ADDRESS OF THE HOLY FATHER PAUL VI
TO THE ANGLICAN COMMUNITY
Tuesday, 3 September 1974
Welcoming you here today,, we recognize at once that for most of you it is not the first time you have visited Rome and the Holy See in a fraternal spirit and in a fraternal relationship.
Many of you made your contribution of service to the Second Vatican Council, in one case as a Council Father and member of its theological commission, in other cases either as our periti or as observers on behalf of the Anglican Communion. In this way you already cemented friendships, and sowed seeds of better understanding-seeds which have taken root and flourished.
We recall too that some of you accompanied our beloved brother in Christ, Michael Ramsey, on his historic visit to this See, more than eight years ago. The memory of that visit has remained green with us, and has been many times refreshed by letters of greeting, full of his characteristic spirit of Christian love and wisdom.

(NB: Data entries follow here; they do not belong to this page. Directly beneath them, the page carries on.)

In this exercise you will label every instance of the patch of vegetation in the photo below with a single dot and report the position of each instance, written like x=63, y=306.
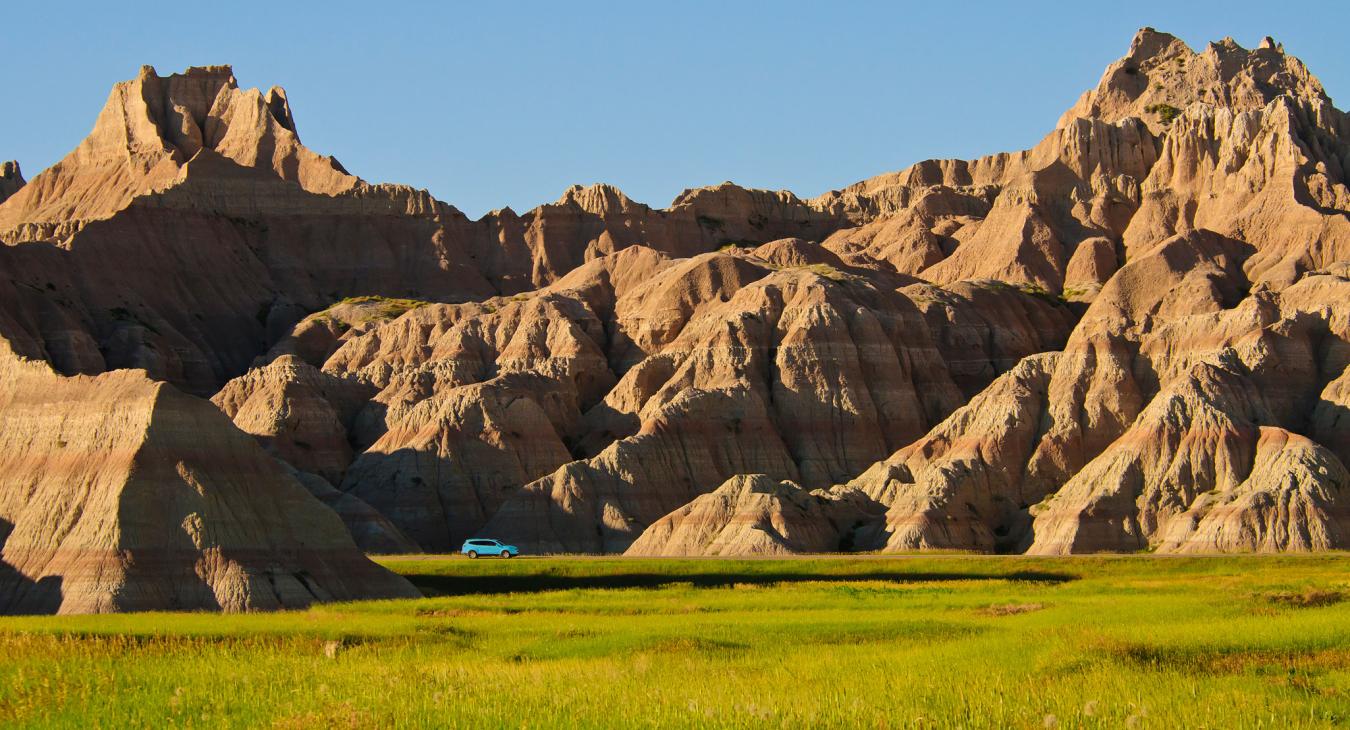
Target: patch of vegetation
x=124, y=315
x=974, y=641
x=1165, y=112
x=1307, y=598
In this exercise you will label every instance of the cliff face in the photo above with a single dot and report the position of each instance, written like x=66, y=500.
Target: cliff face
x=122, y=494
x=1131, y=336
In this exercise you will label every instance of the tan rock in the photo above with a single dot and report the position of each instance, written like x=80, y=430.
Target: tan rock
x=751, y=514
x=120, y=494
x=296, y=412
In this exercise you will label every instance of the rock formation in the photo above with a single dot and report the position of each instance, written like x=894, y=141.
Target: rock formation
x=753, y=514
x=1131, y=336
x=11, y=178
x=120, y=494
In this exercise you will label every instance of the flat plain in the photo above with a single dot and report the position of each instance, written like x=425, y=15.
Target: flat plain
x=932, y=641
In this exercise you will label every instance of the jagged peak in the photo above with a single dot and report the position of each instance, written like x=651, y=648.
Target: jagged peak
x=598, y=199
x=147, y=132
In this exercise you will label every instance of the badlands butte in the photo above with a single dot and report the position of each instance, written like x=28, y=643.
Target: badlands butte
x=231, y=367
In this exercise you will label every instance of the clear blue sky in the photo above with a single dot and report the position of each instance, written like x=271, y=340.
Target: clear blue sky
x=509, y=104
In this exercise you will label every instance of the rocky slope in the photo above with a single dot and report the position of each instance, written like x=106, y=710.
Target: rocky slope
x=120, y=494
x=1130, y=336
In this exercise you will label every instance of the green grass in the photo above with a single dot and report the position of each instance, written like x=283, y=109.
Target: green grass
x=926, y=641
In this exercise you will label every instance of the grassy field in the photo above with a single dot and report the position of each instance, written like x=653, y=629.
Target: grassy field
x=861, y=642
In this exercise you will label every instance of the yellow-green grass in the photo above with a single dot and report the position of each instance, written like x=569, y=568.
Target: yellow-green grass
x=847, y=642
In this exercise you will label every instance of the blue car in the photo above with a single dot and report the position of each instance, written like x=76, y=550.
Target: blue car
x=474, y=548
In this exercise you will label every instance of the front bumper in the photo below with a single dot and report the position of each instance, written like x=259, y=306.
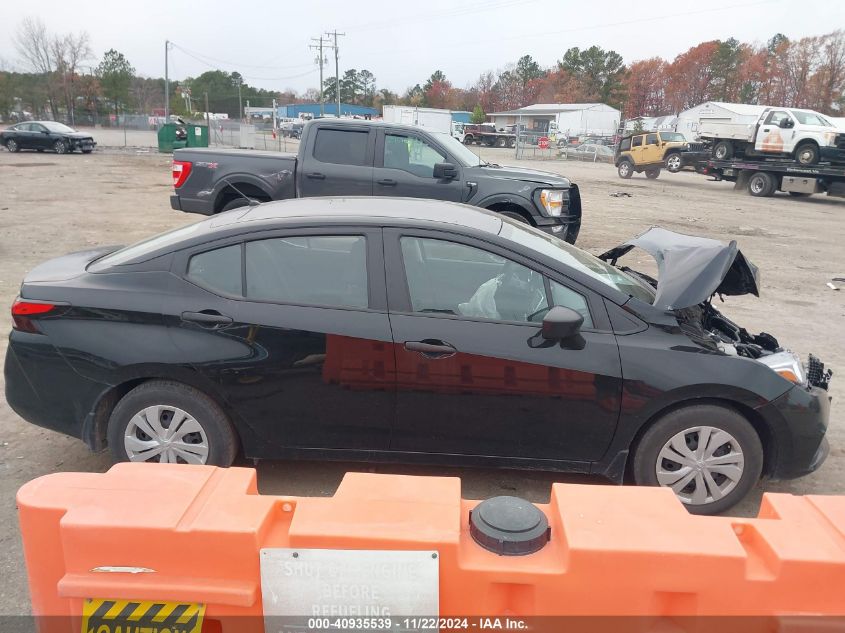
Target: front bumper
x=798, y=423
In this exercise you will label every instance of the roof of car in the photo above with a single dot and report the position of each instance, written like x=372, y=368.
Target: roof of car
x=396, y=210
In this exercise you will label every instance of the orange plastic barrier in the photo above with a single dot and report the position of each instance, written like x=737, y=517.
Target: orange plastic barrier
x=193, y=535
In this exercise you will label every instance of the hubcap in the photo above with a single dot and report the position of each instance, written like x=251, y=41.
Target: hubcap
x=701, y=464
x=165, y=434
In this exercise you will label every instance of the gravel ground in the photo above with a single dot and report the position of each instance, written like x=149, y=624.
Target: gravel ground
x=53, y=204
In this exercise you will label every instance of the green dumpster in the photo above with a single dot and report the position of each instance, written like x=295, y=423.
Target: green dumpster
x=167, y=138
x=197, y=135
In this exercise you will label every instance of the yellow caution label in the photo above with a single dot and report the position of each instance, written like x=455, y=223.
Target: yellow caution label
x=136, y=616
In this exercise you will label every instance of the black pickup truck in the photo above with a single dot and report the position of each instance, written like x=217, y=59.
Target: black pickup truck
x=340, y=157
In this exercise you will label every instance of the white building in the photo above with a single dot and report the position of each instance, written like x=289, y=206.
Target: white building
x=688, y=121
x=573, y=119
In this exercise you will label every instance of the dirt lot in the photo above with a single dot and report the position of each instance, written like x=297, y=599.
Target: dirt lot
x=50, y=205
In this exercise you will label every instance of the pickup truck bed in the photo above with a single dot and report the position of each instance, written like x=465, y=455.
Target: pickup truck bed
x=368, y=158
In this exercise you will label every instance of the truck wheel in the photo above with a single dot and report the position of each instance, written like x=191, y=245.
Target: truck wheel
x=807, y=154
x=724, y=150
x=761, y=185
x=674, y=163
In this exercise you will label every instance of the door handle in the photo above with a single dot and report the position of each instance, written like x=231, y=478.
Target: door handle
x=207, y=318
x=431, y=348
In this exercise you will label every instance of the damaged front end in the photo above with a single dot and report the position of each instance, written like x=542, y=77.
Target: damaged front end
x=691, y=271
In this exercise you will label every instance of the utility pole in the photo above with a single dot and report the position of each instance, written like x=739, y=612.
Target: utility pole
x=321, y=60
x=336, y=65
x=166, y=84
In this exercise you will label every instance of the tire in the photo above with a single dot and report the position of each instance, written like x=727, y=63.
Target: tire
x=513, y=215
x=204, y=434
x=674, y=164
x=235, y=204
x=724, y=150
x=807, y=154
x=729, y=436
x=761, y=184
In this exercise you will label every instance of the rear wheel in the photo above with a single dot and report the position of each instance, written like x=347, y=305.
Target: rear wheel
x=724, y=150
x=807, y=154
x=674, y=163
x=168, y=422
x=709, y=455
x=761, y=184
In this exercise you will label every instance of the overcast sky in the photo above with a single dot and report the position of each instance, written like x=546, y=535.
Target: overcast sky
x=402, y=43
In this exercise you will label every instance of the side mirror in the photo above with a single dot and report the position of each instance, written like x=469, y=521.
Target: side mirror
x=564, y=325
x=445, y=170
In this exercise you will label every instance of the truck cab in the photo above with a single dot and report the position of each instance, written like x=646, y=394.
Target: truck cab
x=650, y=151
x=803, y=135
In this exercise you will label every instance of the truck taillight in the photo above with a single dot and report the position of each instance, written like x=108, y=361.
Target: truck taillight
x=181, y=171
x=23, y=311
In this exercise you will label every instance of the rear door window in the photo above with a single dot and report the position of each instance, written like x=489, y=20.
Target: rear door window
x=343, y=147
x=325, y=270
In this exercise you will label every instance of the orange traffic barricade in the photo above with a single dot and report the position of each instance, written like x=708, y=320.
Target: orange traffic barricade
x=192, y=548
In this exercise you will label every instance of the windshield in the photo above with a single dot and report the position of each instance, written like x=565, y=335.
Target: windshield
x=457, y=149
x=811, y=118
x=57, y=127
x=150, y=245
x=575, y=258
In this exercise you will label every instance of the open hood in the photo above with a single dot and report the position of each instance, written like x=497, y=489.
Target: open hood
x=692, y=269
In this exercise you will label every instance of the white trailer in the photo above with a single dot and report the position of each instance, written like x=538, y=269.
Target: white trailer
x=432, y=119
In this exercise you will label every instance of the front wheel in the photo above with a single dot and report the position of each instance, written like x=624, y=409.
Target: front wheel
x=674, y=163
x=709, y=455
x=807, y=154
x=171, y=423
x=723, y=151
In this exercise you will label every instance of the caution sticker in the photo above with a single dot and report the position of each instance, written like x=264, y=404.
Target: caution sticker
x=135, y=616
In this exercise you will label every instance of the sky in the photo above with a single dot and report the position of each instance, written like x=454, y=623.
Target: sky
x=402, y=43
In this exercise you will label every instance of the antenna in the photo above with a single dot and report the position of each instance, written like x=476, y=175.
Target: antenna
x=251, y=201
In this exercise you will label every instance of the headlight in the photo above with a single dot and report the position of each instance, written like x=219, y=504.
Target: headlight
x=786, y=364
x=552, y=201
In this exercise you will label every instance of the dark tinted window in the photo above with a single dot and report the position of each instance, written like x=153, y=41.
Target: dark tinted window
x=346, y=147
x=328, y=270
x=218, y=270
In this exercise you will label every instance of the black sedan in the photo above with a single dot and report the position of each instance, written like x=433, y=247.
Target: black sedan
x=415, y=330
x=46, y=135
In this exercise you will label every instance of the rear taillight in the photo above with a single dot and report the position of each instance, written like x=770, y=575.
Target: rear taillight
x=181, y=171
x=23, y=312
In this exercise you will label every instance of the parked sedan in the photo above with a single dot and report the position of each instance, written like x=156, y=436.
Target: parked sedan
x=415, y=330
x=46, y=135
x=589, y=152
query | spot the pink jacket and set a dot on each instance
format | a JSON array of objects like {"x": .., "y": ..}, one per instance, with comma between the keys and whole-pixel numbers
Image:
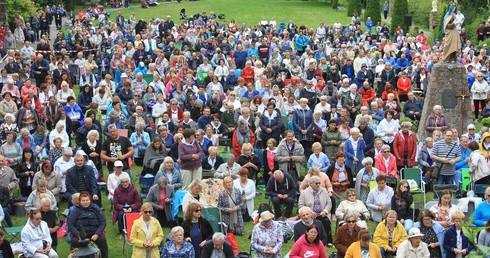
[{"x": 303, "y": 249}]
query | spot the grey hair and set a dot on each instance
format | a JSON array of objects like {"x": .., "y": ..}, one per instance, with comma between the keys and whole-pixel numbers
[
  {"x": 350, "y": 214},
  {"x": 218, "y": 236},
  {"x": 314, "y": 179},
  {"x": 242, "y": 121},
  {"x": 386, "y": 147},
  {"x": 95, "y": 132},
  {"x": 367, "y": 160}
]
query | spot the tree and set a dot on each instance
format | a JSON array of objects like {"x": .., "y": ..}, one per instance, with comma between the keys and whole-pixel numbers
[
  {"x": 354, "y": 6},
  {"x": 22, "y": 7},
  {"x": 400, "y": 9},
  {"x": 373, "y": 10}
]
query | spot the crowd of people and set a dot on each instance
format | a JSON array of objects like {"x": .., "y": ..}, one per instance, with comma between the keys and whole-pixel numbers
[{"x": 340, "y": 100}]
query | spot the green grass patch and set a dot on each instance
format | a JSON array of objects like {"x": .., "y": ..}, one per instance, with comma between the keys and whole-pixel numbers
[{"x": 251, "y": 12}]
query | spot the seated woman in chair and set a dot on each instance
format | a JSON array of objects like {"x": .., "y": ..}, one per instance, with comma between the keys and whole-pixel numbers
[
  {"x": 194, "y": 195},
  {"x": 389, "y": 234},
  {"x": 197, "y": 229},
  {"x": 126, "y": 200},
  {"x": 444, "y": 209}
]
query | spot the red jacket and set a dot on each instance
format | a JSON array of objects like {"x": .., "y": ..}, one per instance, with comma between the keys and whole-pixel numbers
[
  {"x": 367, "y": 95},
  {"x": 303, "y": 249},
  {"x": 379, "y": 163},
  {"x": 399, "y": 147},
  {"x": 403, "y": 86}
]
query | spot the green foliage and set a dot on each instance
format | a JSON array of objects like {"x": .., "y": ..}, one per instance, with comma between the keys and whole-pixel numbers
[
  {"x": 486, "y": 122},
  {"x": 373, "y": 10},
  {"x": 354, "y": 6},
  {"x": 420, "y": 13},
  {"x": 400, "y": 8},
  {"x": 23, "y": 7}
]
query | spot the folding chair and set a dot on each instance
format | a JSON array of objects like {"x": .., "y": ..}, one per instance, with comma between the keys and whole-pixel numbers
[
  {"x": 146, "y": 182},
  {"x": 128, "y": 219},
  {"x": 438, "y": 188},
  {"x": 414, "y": 174},
  {"x": 213, "y": 215}
]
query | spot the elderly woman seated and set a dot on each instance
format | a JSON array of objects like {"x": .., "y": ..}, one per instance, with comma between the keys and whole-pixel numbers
[
  {"x": 126, "y": 200},
  {"x": 177, "y": 247},
  {"x": 33, "y": 201},
  {"x": 194, "y": 195},
  {"x": 169, "y": 171},
  {"x": 213, "y": 160},
  {"x": 347, "y": 233},
  {"x": 230, "y": 168},
  {"x": 160, "y": 196},
  {"x": 353, "y": 206},
  {"x": 318, "y": 200}
]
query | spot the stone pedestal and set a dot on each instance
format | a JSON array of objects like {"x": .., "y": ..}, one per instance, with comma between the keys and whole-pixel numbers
[
  {"x": 3, "y": 13},
  {"x": 448, "y": 87}
]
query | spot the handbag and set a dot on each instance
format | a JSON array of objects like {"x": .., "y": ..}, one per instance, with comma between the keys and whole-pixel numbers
[{"x": 437, "y": 170}]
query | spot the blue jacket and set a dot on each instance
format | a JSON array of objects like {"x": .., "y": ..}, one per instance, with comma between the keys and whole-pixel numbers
[
  {"x": 439, "y": 230},
  {"x": 450, "y": 241},
  {"x": 275, "y": 124},
  {"x": 72, "y": 180},
  {"x": 75, "y": 108},
  {"x": 303, "y": 120},
  {"x": 349, "y": 153},
  {"x": 142, "y": 146},
  {"x": 176, "y": 178}
]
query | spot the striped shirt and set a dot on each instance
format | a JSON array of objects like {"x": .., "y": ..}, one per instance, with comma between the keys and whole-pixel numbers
[{"x": 441, "y": 150}]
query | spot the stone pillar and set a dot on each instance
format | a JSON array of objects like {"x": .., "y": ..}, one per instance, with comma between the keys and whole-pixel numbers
[
  {"x": 3, "y": 13},
  {"x": 448, "y": 87}
]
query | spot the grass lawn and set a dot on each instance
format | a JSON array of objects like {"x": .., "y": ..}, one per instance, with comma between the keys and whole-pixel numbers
[{"x": 250, "y": 12}]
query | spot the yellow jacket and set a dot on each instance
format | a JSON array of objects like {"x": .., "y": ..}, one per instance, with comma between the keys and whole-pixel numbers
[
  {"x": 354, "y": 250},
  {"x": 138, "y": 238},
  {"x": 381, "y": 235}
]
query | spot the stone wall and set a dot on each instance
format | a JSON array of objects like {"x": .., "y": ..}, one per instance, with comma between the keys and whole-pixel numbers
[{"x": 446, "y": 85}]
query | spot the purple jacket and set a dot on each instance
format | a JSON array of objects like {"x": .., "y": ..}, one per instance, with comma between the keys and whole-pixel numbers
[{"x": 185, "y": 155}]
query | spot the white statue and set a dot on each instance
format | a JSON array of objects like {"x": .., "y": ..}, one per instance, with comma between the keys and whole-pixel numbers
[{"x": 434, "y": 6}]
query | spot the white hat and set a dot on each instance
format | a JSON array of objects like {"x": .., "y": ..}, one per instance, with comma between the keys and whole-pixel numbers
[
  {"x": 118, "y": 163},
  {"x": 265, "y": 216},
  {"x": 414, "y": 232}
]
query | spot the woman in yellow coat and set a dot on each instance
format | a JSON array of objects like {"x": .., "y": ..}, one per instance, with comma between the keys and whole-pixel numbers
[
  {"x": 355, "y": 249},
  {"x": 146, "y": 234},
  {"x": 382, "y": 234}
]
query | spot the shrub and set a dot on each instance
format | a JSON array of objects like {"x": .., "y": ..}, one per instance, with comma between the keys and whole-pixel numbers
[
  {"x": 354, "y": 6},
  {"x": 400, "y": 8},
  {"x": 373, "y": 10}
]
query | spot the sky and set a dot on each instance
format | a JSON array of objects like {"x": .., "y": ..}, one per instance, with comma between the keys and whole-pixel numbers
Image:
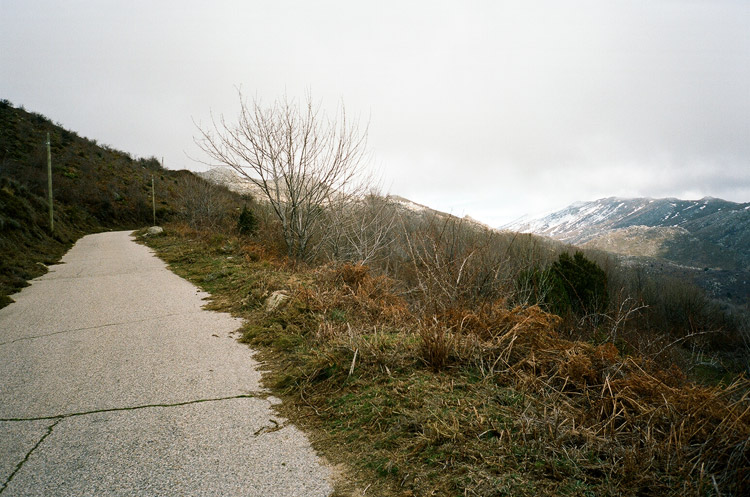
[{"x": 492, "y": 109}]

It was from that meeting of nineteen hundred and sixty-six that the resolve came to embark on that “serious dialogue” which continues to bring you together, and which has already brought from you the most generous efforts, the most untiring labour.
The Fathers of the Second Vatican Council saw and expressed in the Decree on Ecumenism the “special place” occupied by the Anglican Communion in relation to the Catholic tradition. The dedication and the depth manifested in your work during these recent years testify to and strengthen that special relationship. This is so not only because of your own industry and achievements, but also because of the collaboration you have been able to enlist in many parts of the world, showing how widespread is the impulse towards that reconciliation in Christ which strives to perfect the unity which he wills.
You interrupt a difficult phase of your work to come to visit us. At such a moment there is no need for us to remind you of the obstacles that remain to be overcome. Let us rather dwell on hope and encouragement. What you seek to do is God’s work-an indispensable aspect in our time of the ministry of Christ, which is a ministry of reconciliation. As you do so our thoughts, our gratitude, our fervent prayers are with you. We pray that you will have the spirit of knowledge and of prophecy, and the faith that moves mountains, but remembering Saint Paul’s scale of values, we pray above all that you will have love, which “bears all things, believes all things, hopes all things, endures all things” and leads us from partial knowledge to full understanding (Cfr. 1 Cor. 13).